The discovery that low doses of ketamine and esketamine can rapidly and persistently relieve depression in treatment-resistant patients has shifted thinking about how quickly depression can be treated. Impaired excitatory synapses in mood-regulating brain circuits likely contribute to depression. Metaplasticity—the process of priming neurons to alter their future capacity for plasticity—may be harnessed by drugs called metaplastogens to reverse depression's underlying pathophysiology. This review argues that diverse rapid-acting antidepressants, including ketamine mimetics and psychedelics, converge on common downstream molecular mediators to strengthen synapses and produce lasting effects.

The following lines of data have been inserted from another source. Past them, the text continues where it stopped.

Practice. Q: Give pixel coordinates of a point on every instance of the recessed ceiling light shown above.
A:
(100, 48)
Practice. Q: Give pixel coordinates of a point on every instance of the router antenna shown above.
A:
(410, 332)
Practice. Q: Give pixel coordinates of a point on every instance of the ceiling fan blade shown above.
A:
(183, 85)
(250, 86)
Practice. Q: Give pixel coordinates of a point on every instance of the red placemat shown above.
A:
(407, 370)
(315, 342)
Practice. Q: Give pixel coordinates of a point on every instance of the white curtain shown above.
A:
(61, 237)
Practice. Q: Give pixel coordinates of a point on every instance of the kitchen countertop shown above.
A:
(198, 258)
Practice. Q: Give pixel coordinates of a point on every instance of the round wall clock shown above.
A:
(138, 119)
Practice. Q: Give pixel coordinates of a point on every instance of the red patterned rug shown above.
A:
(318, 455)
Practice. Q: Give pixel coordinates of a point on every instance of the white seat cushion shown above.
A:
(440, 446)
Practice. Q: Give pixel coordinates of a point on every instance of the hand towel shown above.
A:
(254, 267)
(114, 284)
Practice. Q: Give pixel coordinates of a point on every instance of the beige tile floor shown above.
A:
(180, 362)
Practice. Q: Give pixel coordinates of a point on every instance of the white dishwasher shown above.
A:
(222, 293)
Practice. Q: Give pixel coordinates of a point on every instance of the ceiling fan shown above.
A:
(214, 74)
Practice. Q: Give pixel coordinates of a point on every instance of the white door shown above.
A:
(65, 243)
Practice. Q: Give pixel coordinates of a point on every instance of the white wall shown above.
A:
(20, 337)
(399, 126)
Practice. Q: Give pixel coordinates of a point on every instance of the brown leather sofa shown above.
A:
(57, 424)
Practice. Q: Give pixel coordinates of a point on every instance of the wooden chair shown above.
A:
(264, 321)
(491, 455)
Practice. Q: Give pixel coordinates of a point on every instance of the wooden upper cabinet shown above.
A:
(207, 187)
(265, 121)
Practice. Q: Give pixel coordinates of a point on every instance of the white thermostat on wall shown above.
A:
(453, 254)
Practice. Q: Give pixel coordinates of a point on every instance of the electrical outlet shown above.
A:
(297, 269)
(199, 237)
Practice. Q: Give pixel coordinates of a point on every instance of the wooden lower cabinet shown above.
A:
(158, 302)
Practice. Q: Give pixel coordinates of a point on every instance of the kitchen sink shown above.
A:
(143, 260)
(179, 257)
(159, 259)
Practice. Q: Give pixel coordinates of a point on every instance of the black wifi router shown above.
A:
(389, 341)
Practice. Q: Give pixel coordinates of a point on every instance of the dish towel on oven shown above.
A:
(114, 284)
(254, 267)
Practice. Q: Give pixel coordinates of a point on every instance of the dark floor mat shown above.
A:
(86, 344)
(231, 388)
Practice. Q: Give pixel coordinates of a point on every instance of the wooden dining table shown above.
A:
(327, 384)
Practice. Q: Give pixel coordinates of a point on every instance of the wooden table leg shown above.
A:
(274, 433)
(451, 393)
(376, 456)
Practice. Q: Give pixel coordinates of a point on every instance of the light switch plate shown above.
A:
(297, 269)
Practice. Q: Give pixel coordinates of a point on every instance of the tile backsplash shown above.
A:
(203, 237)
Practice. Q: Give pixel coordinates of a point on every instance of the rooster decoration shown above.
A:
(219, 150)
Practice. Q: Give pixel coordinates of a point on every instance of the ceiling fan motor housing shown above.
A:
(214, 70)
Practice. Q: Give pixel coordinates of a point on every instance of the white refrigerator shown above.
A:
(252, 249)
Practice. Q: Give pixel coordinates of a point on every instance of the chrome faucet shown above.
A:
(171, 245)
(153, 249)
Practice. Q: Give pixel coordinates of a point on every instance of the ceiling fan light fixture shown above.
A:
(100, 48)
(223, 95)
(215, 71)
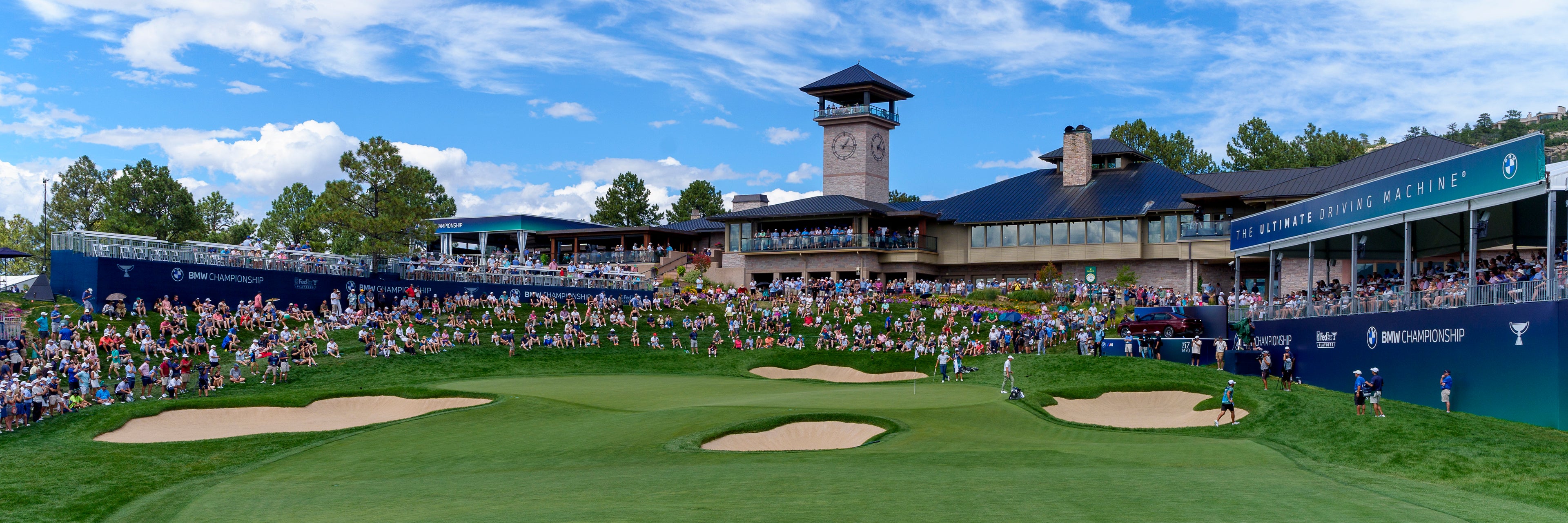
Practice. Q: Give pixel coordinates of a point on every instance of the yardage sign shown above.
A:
(1482, 172)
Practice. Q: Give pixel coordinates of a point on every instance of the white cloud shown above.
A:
(802, 175)
(720, 121)
(21, 48)
(244, 89)
(570, 110)
(780, 136)
(1031, 162)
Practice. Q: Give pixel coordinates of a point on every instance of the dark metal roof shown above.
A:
(1100, 147)
(855, 76)
(811, 206)
(1390, 159)
(1040, 195)
(1250, 181)
(700, 225)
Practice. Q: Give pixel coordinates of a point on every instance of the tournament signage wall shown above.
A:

Targeting metaplastic mechanisms could reduce dosing frequency and side effects by eliminating the need for continuous drug presence.

Possible psychedelic therapeutic mechanism.

Science (New York, N.Y.) February 17, 2023 Evan M. Hess, Todd D. Gould 9 citations

Psychedelics can activate serotonin receptors located inside cells, a site that serotonin itself cannot reach. This intracellular action may explain why psychedelics produce profound and lasting changes in brain function and behavior, distinct from the effects of the body's own serotonin.

Ketamine metabolism via hepatic CYP450 isoforms contributes to its sustained antidepressant actions

bioRxiv Preprint Server April 3, 2024 Thi Mai Loan Nguyen, Jean-Philippe Guilloux, Céline Defaix et al. preprint

Ketamine's rapid antidepressant effects in depressed patients may depend on a specific metabolite, (2R,6R)-hydroxynorketamine ((6)-HNK). In male BALB/cJ mice with high anxiety, blocking liver enzymes that break down ketamine (using fluconazole) raised ketamine and norketamine levels in blood and brain but sharply reduced (6)-HNK levels. This blockade prevented ketamine's sustained antidepressant-like effects 24 hours later in behavioral tests and stopped the increase in cortical GABA levels. Giving a single dose of (2R,6R)-HNK alone restored the antidepressant-like activity. The findings indicate that (6)-HNK is essential for ketamine's lasting antidepressant effects and suggest that drug interactions affecting ketamine metabolism could matter in patients.